Ivan gave me a straight look.
"They depend," said he, "on my own interests. Will you give me your word of honour that whatever happens you will never lay information that may injure me?"
I leaned forward and looked him in the eyes.
"Count," I said, "after our painful interview of yesterday morning, I determined to write a full statement which would incriminate you and your gang, and place it in the hands of some person with directions to put it in the hands of the police if I should suddenly be found murdered—or mysteriously disappear. Then I thought that I would write to you and tell you what I had done, thus making you, in a way, my guardian angel. But I did not do this. I had met with straight dealing and good faith at your hands—and I knew that as much as you might wish to do so, nothing on your part would ever prevent Chu-Chu from trying to settle his account with me. The man is a blood-maniac. This afternoon Cuttynge confessed to me that he had stolen his wife's pearls."
Ivan, whose lustrous eyes had never left mine, made an involuntary gesture, then controlled himself.
"Yes," said I, "Cuttynge was pressed by certain obligations and stole the pearls. He sold them outright, knowing that he could never explain their return. His confession proved beyond the shadow of a doubt that your dealings with me had been fair and generous. Now, my dear Count, you could have me assassinated at any time that suited your convenience, and no one would be the wiser. I have always detested the idea of a man's turning honest and then betraying his old pals to save his pelt. I won't do it. I wouldn't do it living, nor would I do it dead. As for your asking me for my word that I will never place any information injurious to you, it is not necessary. But since you ask for it, I give it. As long as you do not interfere in my feud with Chu-Chu I will never betray you."
"That's quite enough, Mr. Clamart," said he. "You have nothing to fear from me. Fight it out with Chu-Chu. I hope you kill him." He scowled again, and his handsome face underwent a lightning change from that of the polite man of the world to that of the criminal, which lies so near the surface in every professional thief.
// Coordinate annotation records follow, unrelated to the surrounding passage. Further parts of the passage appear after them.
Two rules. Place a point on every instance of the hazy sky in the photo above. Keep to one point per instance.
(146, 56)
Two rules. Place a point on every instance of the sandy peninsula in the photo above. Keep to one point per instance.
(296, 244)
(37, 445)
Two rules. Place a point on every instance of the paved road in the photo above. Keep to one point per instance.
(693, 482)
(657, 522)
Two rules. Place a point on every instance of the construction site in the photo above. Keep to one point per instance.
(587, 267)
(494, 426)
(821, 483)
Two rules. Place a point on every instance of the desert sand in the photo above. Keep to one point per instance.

"I have had enough of Chu-Chu," he snarled.
"Then why not back my own play?" I asked quickly.
"No. That could not be done. It would be bad for the organisation. You are, after all, an outsider, and Chu-Chu is one of us. He has no friends, but a great many admirers. Few men will work with him after having had the opportunity to observe his methods. Not long ago, when on a bank job in the south, he strangled the watchman whom he had previously corrupted and offered a share for holding his tongue. One of my younger men who assisted him protested. 'What does it matter?' asked Chu-Chu. 'It is cheaper than paying him, and the fellow is not one of our crowd. He is only an amateur. Myself, I respect only the professionals.' That is Chu-Chu. He would rather kill than not. Some day he will spoil everything. I have had enough of him. I hope that you manage to kill him, Mr. Clamart. He is no longer to be trusted, and it is even possible that if caught he might turn State's Evidence. He is an egoist a rank egoist."
"Then you will stand neutral yourself?" I asked.
"Absolutely. I will do more than that. If opportunity offers I might even give you a little unofficial help. Now I must go. I wish you good luck. You will need it. And a word in your ear; look out for an Oriental-looking person with one nostril much larger than the other. He is Chu-Chu's servant. Some say he is Chu-Chu's brain. Now I must go. Au revoir and the best of luck."
And out he went and jumped into his taxi and whirled off.